Abstract
In recent years, deep neural nets have triumphed over
many computer vision problems, including semantic segmentation, which is a critical task in emerging autonomous
driving and medical image diagnostics applications. In
general, training deep neural nets requires a humongous
amount of labeled data, which is laborious and costly to
collect and annotate. Recent advances in computer graphics shed light on utilizing photo-realistic synthetic data with
computer generated annotations to train neural nets. Nevertheless, the domain mismatch between real images and
synthetic ones is the major challenge against harnessing
the generated data and labels. In this paper, we propose
a principled way to conduct structured domain adaption
for semantic segmentation, i.e., integrating GAN into the
FCN framework to mitigate the gap between source and
target domains. Specifically, we learn a conditional generator to transform features of synthetic images to real-image
like features, and a discriminator to distinguish them.

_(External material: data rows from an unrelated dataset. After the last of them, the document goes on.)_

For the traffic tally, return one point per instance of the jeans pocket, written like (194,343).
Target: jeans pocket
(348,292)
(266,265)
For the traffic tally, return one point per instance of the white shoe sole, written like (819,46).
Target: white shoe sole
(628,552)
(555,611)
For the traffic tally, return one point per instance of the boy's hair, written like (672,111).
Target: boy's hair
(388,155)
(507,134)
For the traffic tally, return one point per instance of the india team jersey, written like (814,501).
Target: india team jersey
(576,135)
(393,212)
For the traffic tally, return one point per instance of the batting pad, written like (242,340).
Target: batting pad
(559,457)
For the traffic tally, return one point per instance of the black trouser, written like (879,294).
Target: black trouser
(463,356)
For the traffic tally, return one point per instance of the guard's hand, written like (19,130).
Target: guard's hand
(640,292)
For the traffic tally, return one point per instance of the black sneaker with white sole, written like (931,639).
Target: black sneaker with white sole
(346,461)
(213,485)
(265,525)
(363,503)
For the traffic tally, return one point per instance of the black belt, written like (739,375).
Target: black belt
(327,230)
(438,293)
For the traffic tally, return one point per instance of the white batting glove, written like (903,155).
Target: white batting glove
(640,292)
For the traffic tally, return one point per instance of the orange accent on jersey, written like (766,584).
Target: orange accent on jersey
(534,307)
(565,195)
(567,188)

For
each training batch, the conditional generator and the discriminator compete against each other so that the generator
learns to produce real-image like features to fool the discriminator; afterwards, the FCN parameters are updated to
accommodate the changes of GAN. In experiments, without
using labels of real image data, our method significantly
outperforms the baselines as well as state-of-the-art methods by 12% ? 20% mean IoU on the Cityscapes dataset.